1ER FÉVRIER - ROMAN France

Si cette histoire tragicomique ne se situait pas à Arras, "chef-lieu du Pas-de-Calais » vécu par l'héroïne, Jocelyne dite Jo, comme "épouvantable » parce qu'il ne s'y passe jamais rien, on se croirait dans un film de Robert Guédignian. Avec une Balasko incarnant Jo, la mercière narratrice qui se trouve grosse et moche, et s'épanche sur son blog "Dixdoigtsdor.com" en rêvant, à défaut de "changer la vie", de décider de sa propre vie. En attendant, elle pleure toujours sa mère morte, entoure de tout son amour son vieux père à qui une méchante attaque ne laisse que six minutes de lucidité de temps en temps, et tente de suivre ses enfants devenus grands : la brillante et affectueuse Nadine, qui étudie le cinéma à Londres, et ce blaireau de Romain, un bon à rien.

Et puis surtout, Jocelyne se dévoue entièrement au bonheur de Jocelyn, son mari, dit Jo également, OS chez Häagen-Dazs. Leur couple a sérieusement tangué, après qu'ils eurent perdu un bébé. Jo, imbibé de bière, avait la torgnole facile. Et puis il s'est amendé, ne touchant plus qu'à la Tourtel. Mais leurs rêves divergent : alors qu'elle est cultivée, amatrice de cinéma, de peinture, de littérature et dynamique - son blog fait un tabac et lui amène plein de nouvelles clientes -, qu'elle rêve de découvrir le monde, lui n'a qu'une seule ambition, respectable mais limitée : passer contremaître dans son usine à glaces et s'offrir une Porsche Cayenne !

Tout ce petit monde fonctionne vaille que vaille, jusqu'au jour où les deux meilleures copines de Jo, les jumelles de Coiff'Esthétique, la persuadent que, si elle était riche, ça irait beaucoup mieux. Elle pourrait enfin faire ce qu'elle veut. Jo se laisse tenter, achète un ticket de l'Euromillions. Et gagne, bien sûr, puisqu'on est dans un roman. "Seulement" 18 547 301 euros, soit "1 000 ans de Smic" !

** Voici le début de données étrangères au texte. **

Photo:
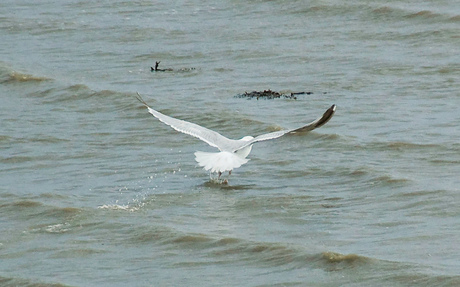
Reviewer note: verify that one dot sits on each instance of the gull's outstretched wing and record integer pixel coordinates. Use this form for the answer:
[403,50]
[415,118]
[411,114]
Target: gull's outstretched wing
[309,127]
[208,136]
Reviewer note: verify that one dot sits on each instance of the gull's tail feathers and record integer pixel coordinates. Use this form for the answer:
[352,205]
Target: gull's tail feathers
[219,161]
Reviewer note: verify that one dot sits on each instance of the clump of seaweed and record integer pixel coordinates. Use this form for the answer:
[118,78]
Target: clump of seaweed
[269,95]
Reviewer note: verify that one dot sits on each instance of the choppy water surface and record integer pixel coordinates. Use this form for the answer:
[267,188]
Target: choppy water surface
[96,192]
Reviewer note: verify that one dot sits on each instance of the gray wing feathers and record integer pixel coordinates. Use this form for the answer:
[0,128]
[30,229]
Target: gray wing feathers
[309,127]
[224,144]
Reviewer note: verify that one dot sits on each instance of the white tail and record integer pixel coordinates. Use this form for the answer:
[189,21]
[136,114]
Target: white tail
[219,161]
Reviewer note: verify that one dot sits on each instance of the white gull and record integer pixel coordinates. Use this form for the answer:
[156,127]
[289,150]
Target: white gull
[232,153]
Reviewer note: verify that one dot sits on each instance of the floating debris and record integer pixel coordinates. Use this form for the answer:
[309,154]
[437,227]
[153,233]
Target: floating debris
[156,69]
[269,94]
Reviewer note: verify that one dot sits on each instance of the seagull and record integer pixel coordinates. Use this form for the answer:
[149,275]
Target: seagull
[232,153]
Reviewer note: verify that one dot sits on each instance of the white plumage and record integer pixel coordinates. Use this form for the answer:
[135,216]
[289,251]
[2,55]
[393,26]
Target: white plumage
[232,153]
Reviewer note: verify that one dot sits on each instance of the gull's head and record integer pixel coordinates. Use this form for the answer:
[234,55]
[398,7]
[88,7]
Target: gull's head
[247,138]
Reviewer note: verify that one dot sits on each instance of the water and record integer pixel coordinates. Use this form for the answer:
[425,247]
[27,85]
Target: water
[96,192]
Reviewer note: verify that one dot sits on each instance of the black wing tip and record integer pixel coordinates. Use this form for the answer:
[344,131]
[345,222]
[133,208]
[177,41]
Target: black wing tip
[326,116]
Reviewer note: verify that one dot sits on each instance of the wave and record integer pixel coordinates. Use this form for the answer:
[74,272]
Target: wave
[14,281]
[9,76]
[384,13]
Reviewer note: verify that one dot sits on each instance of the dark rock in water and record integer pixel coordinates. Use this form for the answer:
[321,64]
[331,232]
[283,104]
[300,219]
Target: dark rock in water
[269,94]
[156,69]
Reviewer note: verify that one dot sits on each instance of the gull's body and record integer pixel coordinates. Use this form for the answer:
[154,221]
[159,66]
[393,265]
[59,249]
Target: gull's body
[232,153]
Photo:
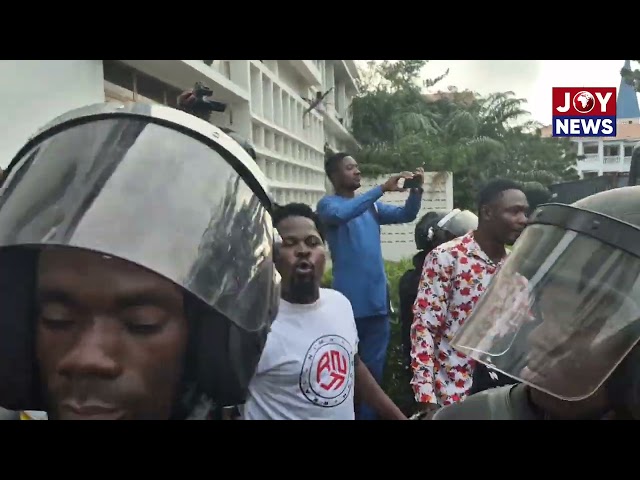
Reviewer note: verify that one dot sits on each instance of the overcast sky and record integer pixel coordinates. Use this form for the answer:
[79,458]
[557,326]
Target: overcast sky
[529,79]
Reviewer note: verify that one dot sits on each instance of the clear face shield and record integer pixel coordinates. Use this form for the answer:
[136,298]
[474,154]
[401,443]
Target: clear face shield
[563,311]
[455,224]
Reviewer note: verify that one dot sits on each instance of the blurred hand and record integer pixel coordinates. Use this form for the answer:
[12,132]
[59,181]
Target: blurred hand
[419,173]
[391,185]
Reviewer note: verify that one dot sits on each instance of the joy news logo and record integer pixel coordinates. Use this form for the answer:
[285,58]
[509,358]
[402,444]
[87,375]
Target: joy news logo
[584,112]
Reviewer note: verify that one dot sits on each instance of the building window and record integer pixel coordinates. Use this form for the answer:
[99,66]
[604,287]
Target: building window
[138,84]
[590,149]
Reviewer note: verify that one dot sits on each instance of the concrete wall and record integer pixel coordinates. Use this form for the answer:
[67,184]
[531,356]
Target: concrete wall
[398,240]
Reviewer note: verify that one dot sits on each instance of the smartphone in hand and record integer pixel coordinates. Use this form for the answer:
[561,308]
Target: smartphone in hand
[411,183]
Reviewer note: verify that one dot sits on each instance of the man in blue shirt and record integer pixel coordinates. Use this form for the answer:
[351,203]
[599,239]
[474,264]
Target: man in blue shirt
[353,233]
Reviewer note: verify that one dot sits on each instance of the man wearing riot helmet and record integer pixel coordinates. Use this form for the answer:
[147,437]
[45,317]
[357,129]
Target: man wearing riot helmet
[574,342]
[454,277]
[136,269]
[310,368]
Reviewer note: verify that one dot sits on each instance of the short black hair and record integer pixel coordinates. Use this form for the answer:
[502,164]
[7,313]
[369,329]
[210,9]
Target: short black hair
[332,162]
[296,210]
[494,189]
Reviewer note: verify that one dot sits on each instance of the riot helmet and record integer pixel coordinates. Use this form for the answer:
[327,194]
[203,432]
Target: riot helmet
[157,189]
[563,312]
[436,228]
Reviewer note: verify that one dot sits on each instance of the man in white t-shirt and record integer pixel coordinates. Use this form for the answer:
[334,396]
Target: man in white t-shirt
[310,369]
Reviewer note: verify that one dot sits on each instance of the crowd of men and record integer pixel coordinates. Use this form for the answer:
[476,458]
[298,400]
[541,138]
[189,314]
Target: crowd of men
[145,273]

Totalement bouleversée, elle décide de ne révéler sa richesse à personne, attitude confortée par les mises en garde de la psychologue de la Française des Jeux, séance obligatoire lors de la remise du chèque faramineux. Jo se tait donc, et n'encaisse même pas la somme : elle se contente de dresser des listes de ce qu'elle pourrait acheter avec tout cet argent. Emouvantes, ces listes qui rythment le roman, car ce sont les rêves d'une femme humble et droite, qui n'imagine même pas ce qu'est le luxe, et réalise qu'au fond elle aime la vie qu'elle mène, et son Jo, malgré tous ses défauts. Le mari, lui, dans la même situation, céderait beaucoup plus aisément aux sirènes du bling-bling...

On ne révélera pas ici, bien sûr, les rebondissements, imbroglios voire catastrophes que le trésor de Jo va quand même finir par provoquer.

Le Valenciennois Grégoire Delacourt, dont on avait déjà bien aimé le premier roman, L'écrivain de la famille (paru chez Lattès en 2011), s'est bonifié. La liste de mes envies est une excellente parabole sociale, tendance néoréaliste, pleine de tendresse et de fraternité sans tomber dans le gnangnan, de vrais drames aussi sans donner dans le pathos. L'écriture est vive, le ton juste. Quant à la morale, elle rappelle le titre d'une vieille chanson de Téléphone : "Argent trop cher".